Now, on to the pancakes. Because I’m only going to want to eat them for another couple months. These are substantial, filling, and wholesome. They contain no refined sugar and will not leave you with a pancake coma.

Gathered ingredients
Gathered ingredients

 

These are not every day pancakes, partly because pumpkin spiced things go to bed after winter, but mostly because they are a little involved. There are quite a few steps and ingredients. But, once you gather them all, putting them together is a breeze. Mixing the dry ingredients ahead into mason jars makes the morning production more feasible.

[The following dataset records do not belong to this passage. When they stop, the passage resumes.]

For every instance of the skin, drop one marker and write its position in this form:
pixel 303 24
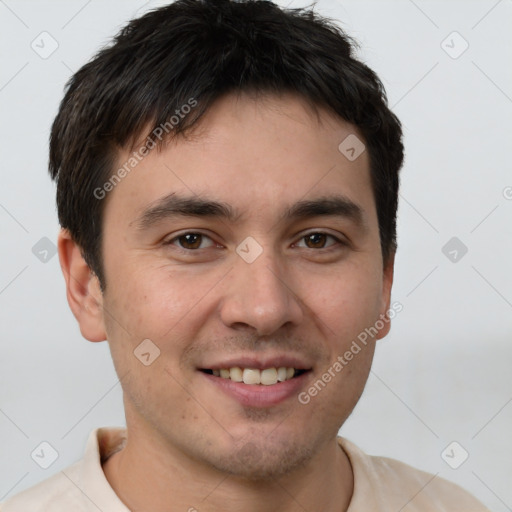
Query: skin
pixel 190 444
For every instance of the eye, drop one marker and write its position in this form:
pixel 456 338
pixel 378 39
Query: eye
pixel 318 240
pixel 191 241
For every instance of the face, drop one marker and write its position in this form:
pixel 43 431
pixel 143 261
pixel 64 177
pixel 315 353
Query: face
pixel 248 247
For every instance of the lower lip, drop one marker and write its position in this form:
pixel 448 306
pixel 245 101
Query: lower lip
pixel 259 395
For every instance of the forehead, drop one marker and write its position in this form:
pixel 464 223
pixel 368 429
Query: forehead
pixel 259 155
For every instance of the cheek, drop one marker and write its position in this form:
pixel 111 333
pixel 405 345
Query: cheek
pixel 347 301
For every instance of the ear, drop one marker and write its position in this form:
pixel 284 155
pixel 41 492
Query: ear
pixel 387 283
pixel 83 289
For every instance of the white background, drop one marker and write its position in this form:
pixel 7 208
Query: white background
pixel 442 375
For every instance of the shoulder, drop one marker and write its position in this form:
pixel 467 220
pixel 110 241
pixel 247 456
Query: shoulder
pixel 389 484
pixel 55 494
pixel 81 487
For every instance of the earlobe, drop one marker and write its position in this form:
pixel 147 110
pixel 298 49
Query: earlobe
pixel 82 289
pixel 387 283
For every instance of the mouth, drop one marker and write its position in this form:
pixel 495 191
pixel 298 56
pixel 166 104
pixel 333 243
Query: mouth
pixel 257 377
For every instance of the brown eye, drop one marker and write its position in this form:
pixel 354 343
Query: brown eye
pixel 191 241
pixel 316 240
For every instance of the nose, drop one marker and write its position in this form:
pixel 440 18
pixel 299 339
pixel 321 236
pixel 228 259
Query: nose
pixel 259 296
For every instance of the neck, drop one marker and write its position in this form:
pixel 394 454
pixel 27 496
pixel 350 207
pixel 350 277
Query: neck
pixel 146 476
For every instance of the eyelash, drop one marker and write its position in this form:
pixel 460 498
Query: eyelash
pixel 338 242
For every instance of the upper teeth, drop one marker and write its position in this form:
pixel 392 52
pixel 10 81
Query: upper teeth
pixel 267 377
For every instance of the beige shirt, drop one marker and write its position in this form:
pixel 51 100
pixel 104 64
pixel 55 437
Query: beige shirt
pixel 380 485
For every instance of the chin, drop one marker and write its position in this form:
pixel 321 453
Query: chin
pixel 263 460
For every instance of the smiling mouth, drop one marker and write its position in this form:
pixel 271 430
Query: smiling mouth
pixel 254 376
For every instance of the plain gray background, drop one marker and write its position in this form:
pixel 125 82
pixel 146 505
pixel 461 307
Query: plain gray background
pixel 441 376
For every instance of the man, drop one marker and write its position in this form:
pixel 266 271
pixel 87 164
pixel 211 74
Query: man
pixel 227 183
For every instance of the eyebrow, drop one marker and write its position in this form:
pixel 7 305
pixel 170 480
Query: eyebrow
pixel 174 205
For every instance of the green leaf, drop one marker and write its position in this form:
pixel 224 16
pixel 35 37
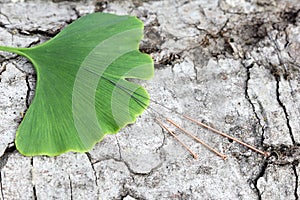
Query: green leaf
pixel 81 76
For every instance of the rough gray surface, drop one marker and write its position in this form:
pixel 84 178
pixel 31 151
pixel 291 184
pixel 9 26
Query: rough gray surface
pixel 233 64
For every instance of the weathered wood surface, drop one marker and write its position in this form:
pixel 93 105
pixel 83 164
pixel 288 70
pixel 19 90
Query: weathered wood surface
pixel 233 64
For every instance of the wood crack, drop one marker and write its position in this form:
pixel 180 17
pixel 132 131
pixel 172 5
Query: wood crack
pixel 277 78
pixel 259 175
pixel 296 181
pixel 247 96
pixel 1 186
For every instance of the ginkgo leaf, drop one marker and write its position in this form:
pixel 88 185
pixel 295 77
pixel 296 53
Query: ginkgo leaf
pixel 80 76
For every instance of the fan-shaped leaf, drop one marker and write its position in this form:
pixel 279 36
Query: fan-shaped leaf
pixel 80 76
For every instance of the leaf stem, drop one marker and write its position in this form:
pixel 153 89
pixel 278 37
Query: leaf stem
pixel 227 136
pixel 198 140
pixel 171 133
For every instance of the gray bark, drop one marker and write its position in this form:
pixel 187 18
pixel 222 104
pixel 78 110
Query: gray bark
pixel 233 64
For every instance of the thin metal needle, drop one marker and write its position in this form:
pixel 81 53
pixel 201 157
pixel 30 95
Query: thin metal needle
pixel 227 136
pixel 171 133
pixel 198 140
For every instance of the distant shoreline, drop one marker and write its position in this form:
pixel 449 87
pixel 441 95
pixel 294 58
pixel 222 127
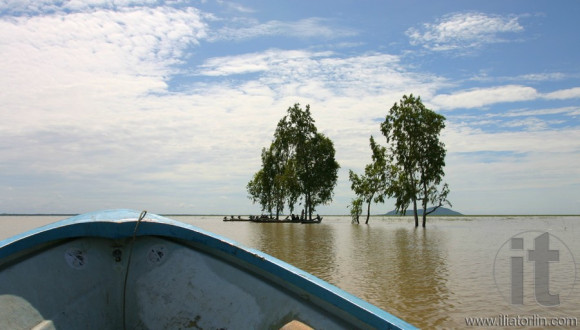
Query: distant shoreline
pixel 327 215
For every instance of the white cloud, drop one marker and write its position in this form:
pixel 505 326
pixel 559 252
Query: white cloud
pixel 305 28
pixel 481 97
pixel 463 31
pixel 571 93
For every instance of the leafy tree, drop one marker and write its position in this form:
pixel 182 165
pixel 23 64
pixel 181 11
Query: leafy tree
pixel 267 186
pixel 412 132
pixel 299 164
pixel 355 209
pixel 372 185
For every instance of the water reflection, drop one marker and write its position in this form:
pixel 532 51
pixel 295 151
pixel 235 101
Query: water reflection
pixel 421 275
pixel 310 246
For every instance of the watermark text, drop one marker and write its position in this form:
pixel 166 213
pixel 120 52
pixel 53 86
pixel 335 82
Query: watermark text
pixel 504 320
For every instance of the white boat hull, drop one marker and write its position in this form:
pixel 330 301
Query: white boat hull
pixel 94 273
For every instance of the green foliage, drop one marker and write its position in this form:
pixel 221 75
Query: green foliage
pixel 355 209
pixel 372 186
pixel 412 132
pixel 300 164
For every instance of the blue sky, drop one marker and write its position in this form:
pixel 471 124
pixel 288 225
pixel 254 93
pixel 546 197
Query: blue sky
pixel 165 105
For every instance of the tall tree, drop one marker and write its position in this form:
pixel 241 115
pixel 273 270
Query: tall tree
pixel 372 185
pixel 412 132
pixel 355 209
pixel 299 164
pixel 267 186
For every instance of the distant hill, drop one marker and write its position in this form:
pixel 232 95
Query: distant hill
pixel 439 211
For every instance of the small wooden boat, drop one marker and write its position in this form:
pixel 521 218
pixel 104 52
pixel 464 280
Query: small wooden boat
pixel 315 220
pixel 122 269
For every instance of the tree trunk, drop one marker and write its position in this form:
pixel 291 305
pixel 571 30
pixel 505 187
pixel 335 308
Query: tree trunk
pixel 415 212
pixel 369 210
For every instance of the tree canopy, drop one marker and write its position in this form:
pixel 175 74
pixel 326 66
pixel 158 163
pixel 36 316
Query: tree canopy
pixel 373 185
pixel 299 165
pixel 417 156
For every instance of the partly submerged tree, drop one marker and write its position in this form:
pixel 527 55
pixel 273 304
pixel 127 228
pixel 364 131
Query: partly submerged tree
pixel 267 186
pixel 372 185
pixel 418 156
pixel 355 209
pixel 302 166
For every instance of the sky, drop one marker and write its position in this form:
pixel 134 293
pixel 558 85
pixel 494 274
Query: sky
pixel 165 105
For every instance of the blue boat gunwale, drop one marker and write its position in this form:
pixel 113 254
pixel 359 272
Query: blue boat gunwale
pixel 118 224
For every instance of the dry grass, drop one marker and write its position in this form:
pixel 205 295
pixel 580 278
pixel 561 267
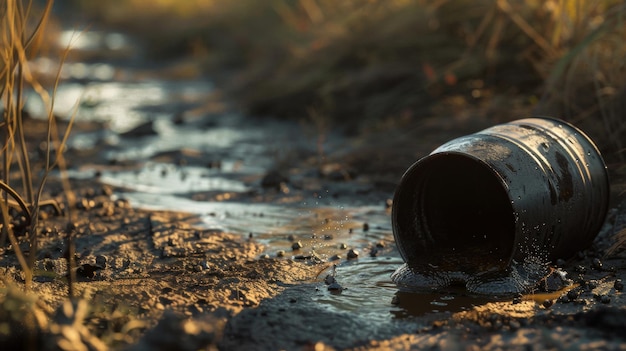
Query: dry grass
pixel 21 30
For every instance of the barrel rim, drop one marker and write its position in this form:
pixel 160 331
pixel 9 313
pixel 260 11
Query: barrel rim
pixel 429 158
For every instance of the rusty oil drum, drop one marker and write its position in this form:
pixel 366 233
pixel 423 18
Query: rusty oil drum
pixel 535 186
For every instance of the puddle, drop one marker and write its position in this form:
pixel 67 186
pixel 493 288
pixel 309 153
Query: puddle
pixel 224 156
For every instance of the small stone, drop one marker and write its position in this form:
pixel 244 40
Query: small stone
pixel 296 246
pixel 547 303
pixel 514 325
pixel 572 295
pixel 101 261
pixel 353 254
pixel 618 285
pixel 596 264
pixel 335 287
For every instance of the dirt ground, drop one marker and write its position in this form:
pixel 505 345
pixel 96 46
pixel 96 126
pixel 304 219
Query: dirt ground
pixel 150 280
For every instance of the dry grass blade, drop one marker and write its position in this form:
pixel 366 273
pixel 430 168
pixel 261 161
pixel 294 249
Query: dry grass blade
pixel 16 46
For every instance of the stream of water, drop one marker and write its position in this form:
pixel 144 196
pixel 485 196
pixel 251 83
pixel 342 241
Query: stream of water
pixel 225 155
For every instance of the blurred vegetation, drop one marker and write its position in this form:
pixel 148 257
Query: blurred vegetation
pixel 358 62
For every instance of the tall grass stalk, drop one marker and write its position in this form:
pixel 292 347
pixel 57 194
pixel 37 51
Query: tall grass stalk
pixel 19 40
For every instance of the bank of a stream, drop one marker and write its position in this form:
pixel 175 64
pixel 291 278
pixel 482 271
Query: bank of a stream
pixel 197 227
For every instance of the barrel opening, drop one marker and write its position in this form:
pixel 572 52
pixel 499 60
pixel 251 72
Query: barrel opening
pixel 453 212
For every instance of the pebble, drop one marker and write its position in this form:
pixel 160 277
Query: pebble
pixel 547 303
pixel 101 261
pixel 572 295
pixel 335 287
pixel 596 264
pixel 296 246
pixel 353 254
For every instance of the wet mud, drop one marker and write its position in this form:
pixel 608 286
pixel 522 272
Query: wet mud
pixel 198 228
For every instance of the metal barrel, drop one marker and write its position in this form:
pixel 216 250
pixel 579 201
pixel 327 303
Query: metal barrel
pixel 535 186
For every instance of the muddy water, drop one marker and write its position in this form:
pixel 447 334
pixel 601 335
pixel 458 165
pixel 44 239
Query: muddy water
pixel 178 153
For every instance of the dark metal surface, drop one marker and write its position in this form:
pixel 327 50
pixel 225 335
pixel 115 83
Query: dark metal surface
pixel 534 187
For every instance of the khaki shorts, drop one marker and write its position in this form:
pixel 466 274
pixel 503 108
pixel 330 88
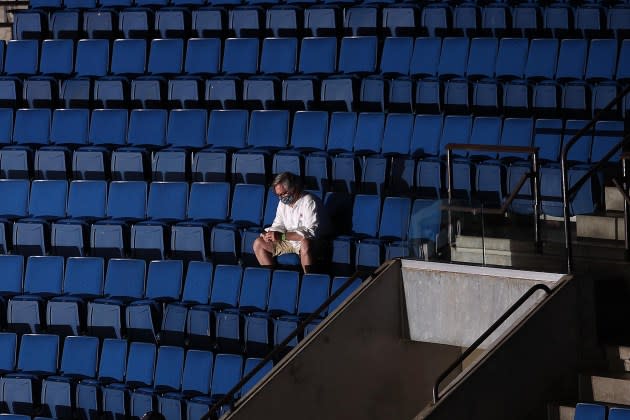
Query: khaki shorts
pixel 286 247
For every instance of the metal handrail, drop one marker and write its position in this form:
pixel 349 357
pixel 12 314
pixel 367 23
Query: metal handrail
pixel 485 335
pixel 534 175
pixel 229 396
pixel 565 170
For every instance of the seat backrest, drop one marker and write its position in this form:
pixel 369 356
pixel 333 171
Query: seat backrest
pixel 84 276
pixel 44 274
pixel 226 286
pixel 166 56
pixel 168 200
pixel 203 56
pixel 169 369
pixel 70 126
pixel 358 54
pixel 284 292
pixel 366 215
pixel 268 129
pixel 18 190
pixel 228 370
pixel 341 132
pixel 22 57
pixel 482 57
pixel 516 132
pixel 572 59
pixel 48 198
pixel 140 364
pixel 396 55
pixel 397 134
pixel 147 127
pixel 12 269
pixel 125 278
pixel 279 56
pixel 250 364
pixel 108 126
pixel 129 56
pixel 197 372
pixel 198 282
pixel 453 57
pixel 87 199
pixel 228 128
pixel 80 357
pixel 187 128
pixel 395 218
pixel 8 351
pixel 57 57
pixel 240 56
pixel 511 58
pixel 38 353
pixel 541 59
pixel 209 201
pixel 602 58
pixel 318 55
pixel 127 199
pixel 310 130
pixel 255 289
pixel 32 126
pixel 113 360
pixel 314 290
pixel 369 135
pixel 248 203
pixel 164 279
pixel 92 58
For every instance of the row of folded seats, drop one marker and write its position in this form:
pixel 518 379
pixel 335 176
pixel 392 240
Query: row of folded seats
pixel 455 75
pixel 80 377
pixel 369 153
pixel 591 411
pixel 193 18
pixel 202 226
pixel 225 308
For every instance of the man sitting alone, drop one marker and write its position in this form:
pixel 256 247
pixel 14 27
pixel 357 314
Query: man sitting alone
pixel 300 220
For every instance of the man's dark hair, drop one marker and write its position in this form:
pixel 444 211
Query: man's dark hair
pixel 289 181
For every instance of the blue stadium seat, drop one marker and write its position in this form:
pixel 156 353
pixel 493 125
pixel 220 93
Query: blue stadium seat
pixel 282 301
pixel 43 280
pixel 164 284
pixel 228 370
pixel 37 357
pixel 108 128
pixel 83 280
pixel 196 291
pixel 253 298
pixel 124 282
pixel 167 205
pixel 226 286
pixel 168 377
pixel 196 379
pixel 227 131
pixel 370 252
pixel 584 411
pixel 111 368
pixel 47 203
pixel 139 373
pixel 147 131
pixel 78 361
pixel 126 204
pixel 31 129
pixel 268 131
pixel 11 210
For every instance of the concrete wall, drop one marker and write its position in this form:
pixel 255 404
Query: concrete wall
pixel 455 304
pixel 534 364
pixel 356 365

Hearty. Naturally sweet. Pumpkin spice.
Hearty. Naturally sweet. Pumpkin spice.

This recipe is easily made vegan by using two flax eggs in place of the eggs.

 

Gluten Free Pumpkin Pancakes

 

Yield: 10-12 pancakes (feeds 4-6)

Ingredients

1 cup gluten-free rolled oats

2 tablespoons buckwheat groats

2 teaspoons cinnamon

1/4 teaspoon nutmeg

1/4 teaspoon ginger

1/4 teaspoon cloves or allspice

1/2 teaspoon salt

1/2 teaspoon baking soda

2/3 cup pumpkin puree

1/3 cup unsweetened applesauce

3/4 cup almond milk (or other milk)

2 tablespoons coconut oil, melted

1 tablespoon maple syrup

1 teaspoon vanilla extract

2 eggs

Instructions

  1. Process the oats and buckwheat groats in a blender until finely ground, about 60 seconds. Add the spices, salt, and baking soda. Do ahead: store in an airtight container for up to 2 months.
  2. In a large mixing bowl, whisk together the pumpkin, milk, coconut oil, maple syrup, vanilla, and eggs.
  3. Add the dry ingredients to the wet and mix until combined.
  4. Heat a non-stick pan or cast iron skillet over medium heat (or 350F for an electric griddle). Lightly oil or butter the surface.
  5. Pour 1/4 cup portions of the batter onto the heated pan. Cook until bubbles form around the edges of the pancake. Flip and cook for another 2 minutes on the other side.